There's also the public suffix list: https://publicsuffix.org/list/

It's probably a good idea for the author to add this project to the list.


Generally a dot is used as a barrier for these, because otherwise you need to have an infinite (and changing) list where users are allowed to register subdomains. .ac.uk vs. .com, etc. Not to mention that there are some of these domains where the policy is changing and there's both delegates and toplevel domains.

If you don't trust across separator boundaries you're mostly safe. That is, mytxt.foo.com shouldn't be blindly trusted for my.subdomain.foo.com nor mytxt.subdomain.foo.com shouldn't be trusted for foo.com.

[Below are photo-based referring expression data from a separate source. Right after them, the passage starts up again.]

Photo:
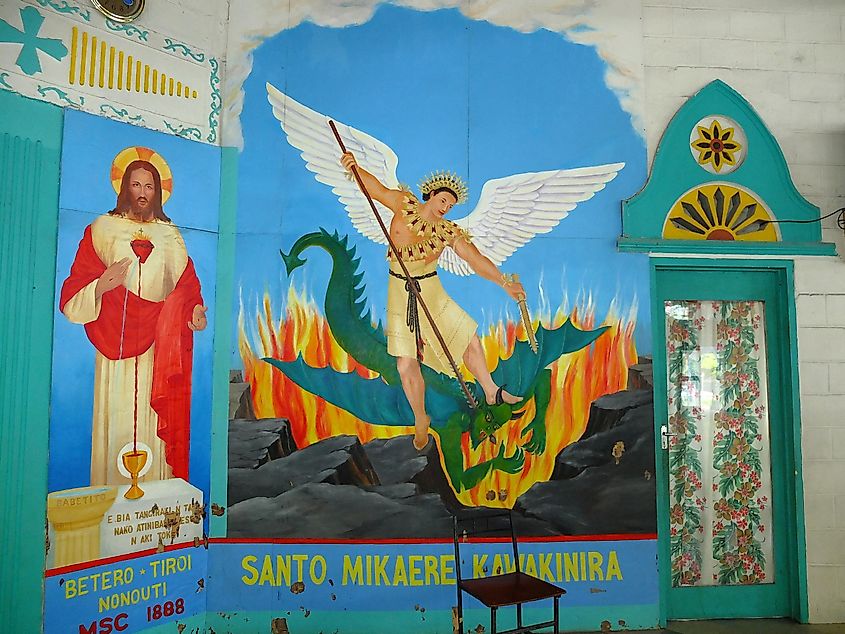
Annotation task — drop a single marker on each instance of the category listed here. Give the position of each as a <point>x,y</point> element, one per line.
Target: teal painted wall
<point>30,143</point>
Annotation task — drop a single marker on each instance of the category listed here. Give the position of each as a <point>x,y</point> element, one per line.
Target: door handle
<point>665,434</point>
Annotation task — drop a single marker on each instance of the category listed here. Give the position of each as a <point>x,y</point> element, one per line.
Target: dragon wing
<point>514,209</point>
<point>519,371</point>
<point>308,131</point>
<point>371,400</point>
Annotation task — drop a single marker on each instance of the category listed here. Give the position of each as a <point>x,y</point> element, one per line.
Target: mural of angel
<point>510,212</point>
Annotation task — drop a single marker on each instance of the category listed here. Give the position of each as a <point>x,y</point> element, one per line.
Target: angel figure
<point>510,212</point>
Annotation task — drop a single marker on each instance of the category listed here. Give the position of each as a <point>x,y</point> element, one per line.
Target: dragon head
<point>490,418</point>
<point>291,261</point>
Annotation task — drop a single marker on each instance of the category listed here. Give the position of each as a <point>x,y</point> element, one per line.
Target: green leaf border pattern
<point>173,45</point>
<point>738,524</point>
<point>687,498</point>
<point>65,7</point>
<point>216,101</point>
<point>129,29</point>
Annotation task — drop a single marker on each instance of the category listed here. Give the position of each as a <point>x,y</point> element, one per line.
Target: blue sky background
<point>444,92</point>
<point>90,144</point>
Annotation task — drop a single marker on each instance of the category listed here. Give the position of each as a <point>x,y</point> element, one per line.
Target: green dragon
<point>381,401</point>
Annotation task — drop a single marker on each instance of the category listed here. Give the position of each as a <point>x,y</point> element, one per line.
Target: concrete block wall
<point>787,57</point>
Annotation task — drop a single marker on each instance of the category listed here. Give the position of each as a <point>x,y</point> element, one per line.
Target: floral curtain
<point>719,472</point>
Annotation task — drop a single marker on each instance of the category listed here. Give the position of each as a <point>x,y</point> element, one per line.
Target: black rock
<point>600,495</point>
<point>329,511</point>
<point>607,411</point>
<point>240,401</point>
<point>632,438</point>
<point>395,460</point>
<point>641,375</point>
<point>255,442</point>
<point>338,460</point>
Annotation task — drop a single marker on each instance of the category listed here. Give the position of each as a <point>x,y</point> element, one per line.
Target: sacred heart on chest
<point>141,246</point>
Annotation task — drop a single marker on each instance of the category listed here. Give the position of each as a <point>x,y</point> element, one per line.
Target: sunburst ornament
<point>720,211</point>
<point>139,153</point>
<point>718,144</point>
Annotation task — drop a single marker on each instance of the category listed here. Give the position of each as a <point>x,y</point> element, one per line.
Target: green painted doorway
<point>730,518</point>
<point>30,147</point>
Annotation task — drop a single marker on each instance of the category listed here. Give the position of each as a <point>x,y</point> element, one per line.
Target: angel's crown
<point>447,180</point>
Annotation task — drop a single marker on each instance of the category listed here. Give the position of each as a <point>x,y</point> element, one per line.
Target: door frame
<point>791,437</point>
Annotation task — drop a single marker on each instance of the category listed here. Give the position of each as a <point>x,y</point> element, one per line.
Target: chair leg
<point>460,612</point>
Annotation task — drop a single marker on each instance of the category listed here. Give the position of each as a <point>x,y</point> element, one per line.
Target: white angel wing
<point>514,209</point>
<point>309,131</point>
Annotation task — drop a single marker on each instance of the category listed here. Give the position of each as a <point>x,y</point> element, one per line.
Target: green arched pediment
<point>717,177</point>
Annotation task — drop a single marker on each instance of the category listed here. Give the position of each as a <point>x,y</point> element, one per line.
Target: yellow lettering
<point>299,559</point>
<point>315,577</point>
<point>283,570</point>
<point>571,566</point>
<point>530,566</point>
<point>431,576</point>
<point>267,572</point>
<point>446,570</point>
<point>613,569</point>
<point>479,565</point>
<point>399,572</point>
<point>246,564</point>
<point>595,566</point>
<point>414,562</point>
<point>353,572</point>
<point>381,570</point>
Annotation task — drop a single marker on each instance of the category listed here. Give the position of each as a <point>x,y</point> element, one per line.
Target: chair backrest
<point>483,524</point>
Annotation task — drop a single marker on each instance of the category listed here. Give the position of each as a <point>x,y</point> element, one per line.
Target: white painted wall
<point>787,57</point>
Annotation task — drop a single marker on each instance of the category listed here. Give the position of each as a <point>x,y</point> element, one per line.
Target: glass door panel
<point>718,443</point>
<point>724,519</point>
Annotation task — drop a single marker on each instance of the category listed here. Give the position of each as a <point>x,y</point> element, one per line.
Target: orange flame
<point>577,380</point>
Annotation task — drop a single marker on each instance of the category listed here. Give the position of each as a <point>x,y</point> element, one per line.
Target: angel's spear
<point>412,288</point>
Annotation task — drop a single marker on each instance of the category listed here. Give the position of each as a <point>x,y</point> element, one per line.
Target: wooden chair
<point>506,588</point>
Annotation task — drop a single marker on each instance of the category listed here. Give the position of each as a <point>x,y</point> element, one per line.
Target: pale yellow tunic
<point>114,381</point>
<point>455,325</point>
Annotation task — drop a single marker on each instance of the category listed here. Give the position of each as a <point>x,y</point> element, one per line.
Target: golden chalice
<point>134,462</point>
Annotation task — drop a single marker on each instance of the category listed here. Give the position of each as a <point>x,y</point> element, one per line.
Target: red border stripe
<point>52,572</point>
<point>556,538</point>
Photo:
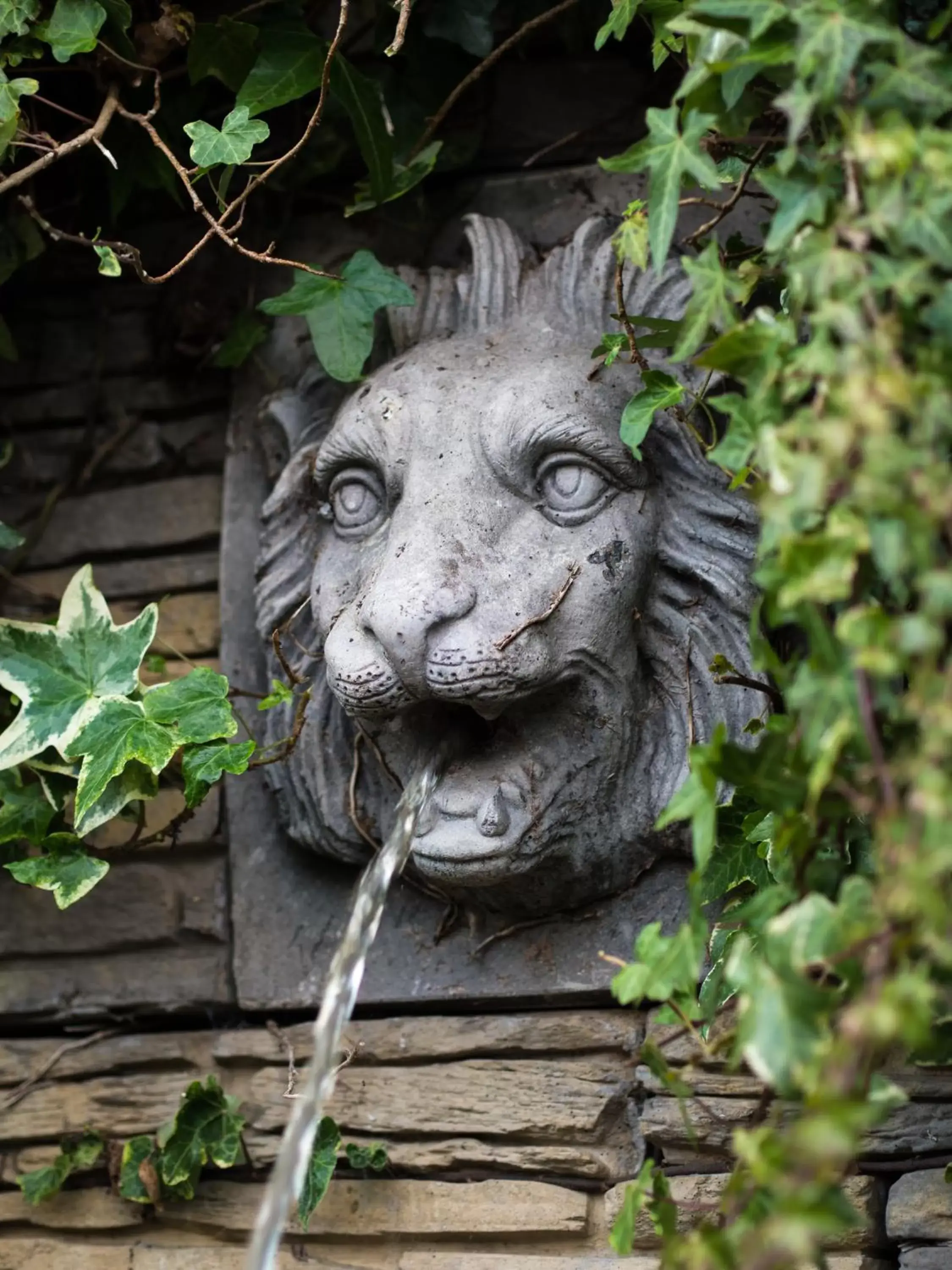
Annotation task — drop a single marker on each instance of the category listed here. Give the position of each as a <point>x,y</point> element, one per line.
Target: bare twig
<point>746,681</point>
<point>85,139</point>
<point>636,355</point>
<point>574,571</point>
<point>50,1063</point>
<point>290,742</point>
<point>282,1039</point>
<point>528,925</point>
<point>403,22</point>
<point>730,204</point>
<point>478,72</point>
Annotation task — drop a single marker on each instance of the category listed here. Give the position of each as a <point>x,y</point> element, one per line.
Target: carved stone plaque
<point>460,553</point>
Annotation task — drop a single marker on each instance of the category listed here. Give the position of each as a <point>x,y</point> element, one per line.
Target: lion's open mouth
<point>501,776</point>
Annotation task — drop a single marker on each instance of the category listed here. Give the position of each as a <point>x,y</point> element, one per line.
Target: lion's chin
<point>490,816</point>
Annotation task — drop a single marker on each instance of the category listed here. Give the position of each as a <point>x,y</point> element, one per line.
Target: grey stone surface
<point>921,1207</point>
<point>938,1256</point>
<point>456,493</point>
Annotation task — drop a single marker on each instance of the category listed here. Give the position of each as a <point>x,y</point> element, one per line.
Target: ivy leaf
<point>713,296</point>
<point>320,1169</point>
<point>738,444</point>
<point>289,65</point>
<point>278,696</point>
<point>108,261</point>
<point>225,50</point>
<point>135,783</point>
<point>831,42</point>
<point>63,674</point>
<point>73,28</point>
<point>205,765</point>
<point>801,200</point>
<point>664,967</point>
<point>117,733</point>
<point>468,23</point>
<point>660,392</point>
<point>405,177</point>
<point>610,347</point>
<point>65,869</point>
<point>697,798</point>
<point>206,1129</point>
<point>196,705</point>
<point>621,18</point>
<point>244,336</point>
<point>779,1016</point>
<point>367,1157</point>
<point>25,809</point>
<point>16,16</point>
<point>11,94</point>
<point>231,145</point>
<point>138,1155</point>
<point>361,98</point>
<point>9,538</point>
<point>669,155</point>
<point>631,237</point>
<point>339,313</point>
<point>75,1154</point>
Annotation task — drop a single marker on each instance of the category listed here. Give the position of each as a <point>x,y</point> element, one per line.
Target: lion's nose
<point>404,619</point>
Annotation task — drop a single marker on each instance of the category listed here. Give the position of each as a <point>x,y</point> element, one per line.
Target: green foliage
<point>320,1169</point>
<point>822,835</point>
<point>75,1154</point>
<point>660,392</point>
<point>205,765</point>
<point>89,740</point>
<point>65,674</point>
<point>339,312</point>
<point>64,868</point>
<point>231,144</point>
<point>671,153</point>
<point>73,28</point>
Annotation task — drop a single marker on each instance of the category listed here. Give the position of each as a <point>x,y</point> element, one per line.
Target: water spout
<point>339,996</point>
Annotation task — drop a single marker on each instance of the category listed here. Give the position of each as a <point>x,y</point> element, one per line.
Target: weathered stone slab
<point>140,394</point>
<point>182,977</point>
<point>382,1208</point>
<point>135,905</point>
<point>693,1195</point>
<point>917,1128</point>
<point>394,1041</point>
<point>553,1100</point>
<point>936,1258</point>
<point>521,1262</point>
<point>184,510</point>
<point>117,580</point>
<point>290,906</point>
<point>921,1207</point>
<point>88,1209</point>
<point>469,1156</point>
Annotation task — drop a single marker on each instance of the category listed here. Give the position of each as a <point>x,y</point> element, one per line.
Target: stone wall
<point>511,1135</point>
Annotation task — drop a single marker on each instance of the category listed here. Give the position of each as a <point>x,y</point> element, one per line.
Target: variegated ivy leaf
<point>65,869</point>
<point>191,710</point>
<point>135,781</point>
<point>25,811</point>
<point>64,674</point>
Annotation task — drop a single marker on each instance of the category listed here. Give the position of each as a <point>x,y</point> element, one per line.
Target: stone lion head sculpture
<point>471,552</point>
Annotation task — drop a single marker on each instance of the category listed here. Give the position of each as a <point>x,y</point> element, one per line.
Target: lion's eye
<point>570,488</point>
<point>356,500</point>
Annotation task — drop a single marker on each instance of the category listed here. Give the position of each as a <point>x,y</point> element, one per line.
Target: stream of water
<point>337,1006</point>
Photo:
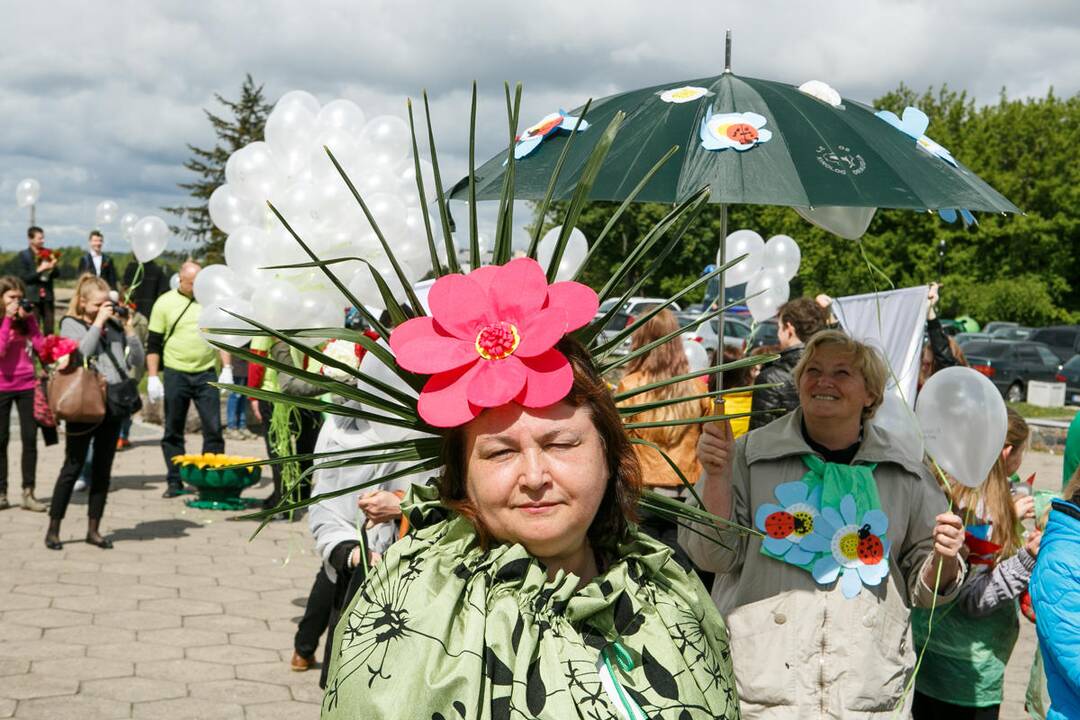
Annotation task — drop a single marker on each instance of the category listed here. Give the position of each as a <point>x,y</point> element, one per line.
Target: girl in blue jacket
<point>1055,596</point>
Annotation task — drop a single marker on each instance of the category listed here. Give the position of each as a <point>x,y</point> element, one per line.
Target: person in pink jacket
<point>19,336</point>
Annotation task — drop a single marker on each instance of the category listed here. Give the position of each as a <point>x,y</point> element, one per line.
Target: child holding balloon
<point>1055,595</point>
<point>970,640</point>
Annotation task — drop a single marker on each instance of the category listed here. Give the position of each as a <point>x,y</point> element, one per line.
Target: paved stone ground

IMO the biggest concern is with organizations that blacklist domains for various reasons, because they are not eager to just build very fine-grained blacklists.


At least for certificate issuance they can turn it off via a CAA record:

https://en.wikipedia.org/wiki/DNS_Certification_Authority_Au...


One inconvenience is that although RFC8657 explains how to tell a CA that it must use particular methods, the most obvious public CA (Let's Encrypt) has not shipped RFC8657 support. So you can write a CAA record which says "Only Let's Encrypt may issue" or indeed say "Only Sectigo may issue" but you cannot write a record which says e.g. "Only Let's Encrypt may issue, and they must use the tls-alpn-01 method". Or rather, you can write that record but it won't work.

Now, there are a bunch of things you could do about that, and I believe this cool toy does one of the obvious ones: Don't have any certificates for the problematic domain. The web site isn't in the domain you can mess with. But it would be nice if Let's Encrypt got to this, periodically I check so far each time somebody has pestered them for RFC 8657 recently, so I don't pile on since that's unhelpful.


I would think it would fall on the zone operator to properly configure a CAA record to restrict issuance by an unauthorized CA.